Rep. Jacque Clements's Conflict of Interest: What Happens When Laws Are Not Enforced

Both Josh Gillespie of Hoosier Access and Gary Welsh of Advance Indiana have excellent reports on conflict of interest troubles faced by Rep. Jacque Clements, a Republican from Clinton County. In short, Clements who had been Auditor of Clinton County, was employed by software vendor Manatron when she was selected at a Republican vacancy in 2004 to fill out the remainder of a state representative's term. She was subsequently re-elected in her own right.

Allegedly in 2004, Rep. Clements failed to note her employment with Manatron, which company received a contract with her Auditor's Office for tax billing software. That contract expired in 2007. Clements, elected to her state representative position, began working part-time as a Deputy Clinton County Auditor (she has since been terminated for allegedly misusing the county's email system.) By the time the Manatron contract ended in 2007, Rep. Clements had begun working for a company, Nikish, which was started by former Manatron employees. While employed by Nikish, Rep. Clements then acted on her own to negotiate a contract with Nikish that would allow the conversion of the Manatron data. A lawsuit filed by the county suggests that the Nikish software is non-compliant with state requirements and the county has incurred damages in having to reconvert the data for Manatron.
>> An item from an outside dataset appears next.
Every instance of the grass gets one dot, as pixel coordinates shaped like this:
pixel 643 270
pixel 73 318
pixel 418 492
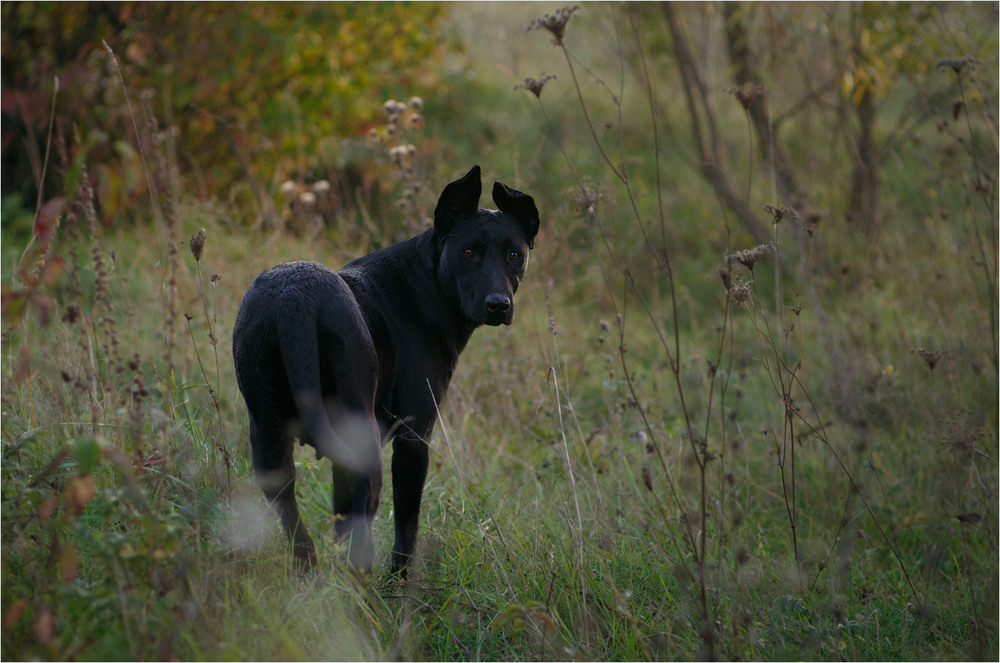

I'm not sure it would qualify as a "revolving door" problem since the allegation is that Rep. Clements was simultaneous employed by local government and, perhaps surreptitiously, the private vendors with which government was contracting. Certainly though it appears to be a case of a conflict of interest gone haywire.

While the alleged Clements' conflict of interest situation may appear to be extreme, certainly there are plenty of other examples of similar conflicts of interest all over the state. The growth of privatization has opened the door to government contractors, wanting to curry favor with government, shoveling jobs and money to past and present government officials as well as their family members.

In some cases, Indiana has insufficient laws to deal with such conflicts of interest. In other cases, we have law enforcement officials and county prosecutors who are simply uninterested in enforcing conflict of interest laws, especially when doing so might result in the prosecution of political allies. Public officials, seeing laws not being enforced, continue to push the conflict of interest envelope to even more brazen levels.

In addition to better and more strict conflict of interest laws, the Indiana General Assembly needs to consider giving the power to prosecute these white collar political crimes to someone other than the local county prosecutor. The Attorney General is an obvious candidate for such authority. Likewise, what would help is if President Obama appoints a U.S. Attorney for the Southern District who is aggressive about going after white collar crime and public corruption. Let's keep our fingers crossed. Hopefully the Clements' case will spark much needed changes.

2 comments:

Diana Vice said...

There's a story behind this story, Paul. The only reason that Jacque is the state representative in the first place is because of strong-armed politics on the part of the Clinton County GOP chairman. (Seems like we have a female version of Tom John in our county.) After Jim Buck's departure, precinct committeemen gathered to elect his replacement. The first round of voting put a Kokomo man (VanNatter) in the seat vacated by Jim Buck. There was a back door meeting after the first vote where the Clinton Co. Chairman basically threatened the precinct committeemen, and gave orders to vote for Jacque Clements during a second vote, which would place her on the ballot. One or two precinct committeemen did resign after being threatened. In the end, VanNatter served as state rep for the remainder of Buck's term, but Clements was placed on the ballot because of the strong armed tactics. You just reported the end result, and it's a huge black eye for the Clinton County GOP. There have been other embarassing problems brought to light recently involving Clinton County GOP office holders. It's time for new leadership in Clinton County, and I know a group of reputable citizens are quietly working on it behind the scenes.

Paul K. Ogden said...

Diana,

Thanks for the background. it does sounds like a smaller version of Marion County GOP politics up there.